There's nobody else left to alight along the remaining stretch of road, although there are people waiting on the opposite side of the street, directly overlooking the railway cutting, for our driver to return. They can expect a long wait. Turning a bus round in this warren of streets isn't going to be easy, especially with the far end of Forest Lane irrevocably blocked. With the barriers fast approaching I wonder how we're going to do it, but at the last minute we turn left up a sidestreet rather narrower than TfL's diversionary planners would like. A chain of parked cars runs along each side of Field Road... clearly our luck is eventually going to run out when we meet something driving the other way.

It's not long before we meet something worse - a greedy parker. His Ford Galaxy is sat slap bang in the central gap, with the passenger door wide open and his hazard lights flashing as if this is somehow a suitable apology. Whatever the elusive passenger is doing, it clearly isn't quick, and it looks like we may be here some time. A local resident takes the opportunity to step over to the driver's cab and enquire when the next bus in the opposite direction might be. The driver explains that there isn't a bus stop here (this isn't some Hail and Ride zone, it's wholly unsuitable) and off she goes. And then she comes back, because the parking manoeuvre ahead is taking much longer than expected, and the driver relents and says if she waits right there he'll pick her up on the way back.

Eventually, after some sheepish reversing, we continue onwards in an attempt to escape this residential maze. I'm not entirely certain where the bus is going next because the only map of the route TfL have produced is chopped off after this point... but it does say "towards Wanstead Park" so I assume we're heading to the station. Not so. After two hopeful-looking right turns we suddenly head left away from the Overground, and I'm deposited rather further away than I'd like to have been.
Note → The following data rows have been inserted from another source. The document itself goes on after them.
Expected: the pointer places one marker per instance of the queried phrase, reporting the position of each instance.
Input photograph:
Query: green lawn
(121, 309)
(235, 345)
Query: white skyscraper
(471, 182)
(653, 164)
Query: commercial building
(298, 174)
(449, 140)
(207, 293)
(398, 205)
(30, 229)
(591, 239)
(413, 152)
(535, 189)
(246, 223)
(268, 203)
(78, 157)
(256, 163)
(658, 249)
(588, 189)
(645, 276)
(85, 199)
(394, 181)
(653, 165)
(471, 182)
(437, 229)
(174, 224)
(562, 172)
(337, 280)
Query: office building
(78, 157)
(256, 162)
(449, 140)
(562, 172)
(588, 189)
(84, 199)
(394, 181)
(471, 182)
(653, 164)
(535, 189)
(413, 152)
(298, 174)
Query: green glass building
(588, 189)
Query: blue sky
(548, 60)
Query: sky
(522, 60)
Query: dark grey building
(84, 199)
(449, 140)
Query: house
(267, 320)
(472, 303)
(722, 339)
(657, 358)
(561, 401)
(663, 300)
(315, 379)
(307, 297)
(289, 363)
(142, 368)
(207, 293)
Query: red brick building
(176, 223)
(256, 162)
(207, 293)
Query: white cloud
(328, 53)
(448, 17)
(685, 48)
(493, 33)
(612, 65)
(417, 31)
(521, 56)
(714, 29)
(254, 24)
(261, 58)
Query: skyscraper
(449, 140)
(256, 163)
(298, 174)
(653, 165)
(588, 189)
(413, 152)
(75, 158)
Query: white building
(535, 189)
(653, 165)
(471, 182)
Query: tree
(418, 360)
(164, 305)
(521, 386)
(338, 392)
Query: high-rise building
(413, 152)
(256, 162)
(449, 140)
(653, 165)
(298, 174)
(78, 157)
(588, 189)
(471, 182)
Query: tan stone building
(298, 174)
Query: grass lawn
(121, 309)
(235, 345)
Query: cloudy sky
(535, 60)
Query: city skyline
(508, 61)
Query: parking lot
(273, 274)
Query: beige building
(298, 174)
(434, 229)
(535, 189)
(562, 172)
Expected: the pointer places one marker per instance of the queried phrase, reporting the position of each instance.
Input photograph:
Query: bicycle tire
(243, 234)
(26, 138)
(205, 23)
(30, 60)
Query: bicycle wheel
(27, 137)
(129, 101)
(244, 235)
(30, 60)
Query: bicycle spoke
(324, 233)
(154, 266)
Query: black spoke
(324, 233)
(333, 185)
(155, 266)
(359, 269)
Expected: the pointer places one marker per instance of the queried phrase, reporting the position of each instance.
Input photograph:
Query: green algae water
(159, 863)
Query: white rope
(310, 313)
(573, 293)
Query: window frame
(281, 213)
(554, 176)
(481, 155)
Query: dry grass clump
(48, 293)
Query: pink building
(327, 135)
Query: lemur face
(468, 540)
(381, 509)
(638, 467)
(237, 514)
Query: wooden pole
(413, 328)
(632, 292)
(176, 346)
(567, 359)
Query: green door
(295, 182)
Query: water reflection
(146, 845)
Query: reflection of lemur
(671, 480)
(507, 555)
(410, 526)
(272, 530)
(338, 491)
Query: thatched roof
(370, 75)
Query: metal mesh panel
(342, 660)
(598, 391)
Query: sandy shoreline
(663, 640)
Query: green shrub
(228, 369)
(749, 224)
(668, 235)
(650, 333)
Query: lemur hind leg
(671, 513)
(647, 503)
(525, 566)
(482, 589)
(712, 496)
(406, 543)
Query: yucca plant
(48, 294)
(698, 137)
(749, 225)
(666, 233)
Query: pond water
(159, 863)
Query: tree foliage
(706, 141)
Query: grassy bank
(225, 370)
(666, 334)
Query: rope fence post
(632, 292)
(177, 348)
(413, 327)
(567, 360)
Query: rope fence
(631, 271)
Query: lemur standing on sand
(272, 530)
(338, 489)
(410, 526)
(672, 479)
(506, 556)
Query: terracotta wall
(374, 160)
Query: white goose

The last stop is at the bus stand on Bective Road, opposite Wanstead Flats, and if I'd genuinely wanted a bus to here I should have caught the 308 instead, because from this point onwards the diversion is over. Indeed I'd have been quicker getting off ten minutes ago and walking through the Crossrail parking lot, past where Forest Gate station is currently a hive of industry.

Which leaves me wondering how the 508 has been advertised to those who live along the key section of its route. I therefore walk back to the penultimate bus stop in the hope of finding a timetable, but all I find is a map of the diverted route, and a table listing which days the 508 bus is actually running. The last four Sundays in January, every Saturday and Sunday in February and March, back to Sundays in April and May, not at all in June and July, then approximately half the remaining Sundays until the end of the year. Oh, and always starting at 8pm the night before, and finishing at 6am the morning after. Has there ever been a more complicated bus schedule than this? But as for an actual timetable, TfL haven't chosen to provide one. I know the 508 runs every half an hour and when, because I've found this listing online, but in real life there's bugger all.



In some ways the 508 is a model service, running from before 5am until after midnight to keep a handful of residential streets connected. Someone's also done a perfect job adding fresh white '508' tiles at every bus stop along the way. But the remainder of the information provision, and the user experience itself, are considerably more substandard. Well, it wouldn't be a secret bus if it wasn't secret, eh?